Preventing Physician Suicide: Recognizing Symptoms, Improving Support

Suicide Rate Among Docs Is More Than Two Times the Overall Population

By Susan Kreimer
June 15, 2018

Leaders must watch for warning signs their stressed-out colleagues might exhibit, while providing more awareness through education and a greater emphasis on self-care.

Efforts to help health care leaders recognize suicidal behavior in physicians and other practitioners — and the factors that can lead to self-harm — are increasing as the industry strives to erase any stigma attached to seeking assistance.

“I get calls every single week from a hospital or medical school to see what they can do, so their physician population can get access to the best possible resources that are safe,” says Christine Moutier, MD, chief medical officer of the American Foundation for Suicide Prevention.

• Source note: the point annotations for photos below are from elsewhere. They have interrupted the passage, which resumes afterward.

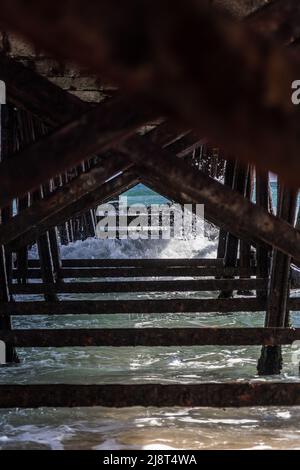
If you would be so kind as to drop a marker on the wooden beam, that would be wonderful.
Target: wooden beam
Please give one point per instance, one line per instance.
(232, 242)
(193, 94)
(133, 263)
(152, 337)
(39, 213)
(217, 395)
(270, 362)
(95, 131)
(230, 209)
(29, 90)
(262, 200)
(5, 320)
(106, 307)
(228, 181)
(72, 273)
(202, 285)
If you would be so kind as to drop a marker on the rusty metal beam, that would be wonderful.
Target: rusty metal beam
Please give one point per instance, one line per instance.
(95, 131)
(230, 209)
(142, 286)
(136, 263)
(142, 51)
(151, 337)
(107, 307)
(219, 395)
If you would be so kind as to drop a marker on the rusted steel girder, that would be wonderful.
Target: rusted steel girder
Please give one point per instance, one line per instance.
(153, 50)
(111, 307)
(151, 337)
(224, 395)
(230, 209)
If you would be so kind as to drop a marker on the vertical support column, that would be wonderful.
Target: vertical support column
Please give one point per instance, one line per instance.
(6, 150)
(232, 242)
(245, 248)
(262, 252)
(46, 261)
(228, 181)
(270, 362)
(5, 321)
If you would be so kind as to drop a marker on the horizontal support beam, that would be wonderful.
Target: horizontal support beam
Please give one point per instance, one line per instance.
(227, 207)
(96, 131)
(133, 263)
(59, 207)
(71, 273)
(190, 93)
(35, 220)
(218, 395)
(141, 286)
(29, 90)
(149, 306)
(151, 337)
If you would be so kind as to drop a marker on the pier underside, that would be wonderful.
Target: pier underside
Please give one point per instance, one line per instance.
(93, 116)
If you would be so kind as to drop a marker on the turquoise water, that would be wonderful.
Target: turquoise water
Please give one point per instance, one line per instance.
(138, 428)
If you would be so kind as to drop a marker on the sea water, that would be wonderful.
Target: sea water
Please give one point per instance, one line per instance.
(141, 428)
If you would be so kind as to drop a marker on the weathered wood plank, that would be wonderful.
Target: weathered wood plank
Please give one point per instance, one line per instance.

We will encounter all kinds of stressors, and some of us will be prone to depression. There’s no shame in that.


Christine Moutier, MD, chief medical officer for American Foundation for Suicide Prevention 

Moutier says it starts by creating a culture of respect in which physicians feel comfortable receiving care for mental health conditions without punitive consequences. She says it’s a recognition that physicians are not immune to human frailties and that they need to support each other.

“We will encounter all kinds of stressors, and some of us will be prone to depression,” says Moutier, who practiced psychiatry and served as dean of a medical school. “There’s no shame in that.”

The suicide rate in the United States is at a 30-year high, according to a 2016 study by the National Center for Health Statistics. And while intense media coverage on celebrity suicides reportedly increases the number of calls to crisis hotlines, studies show the attention can also lead to a "contagion" effect and a spike in the number of people who take their own lives.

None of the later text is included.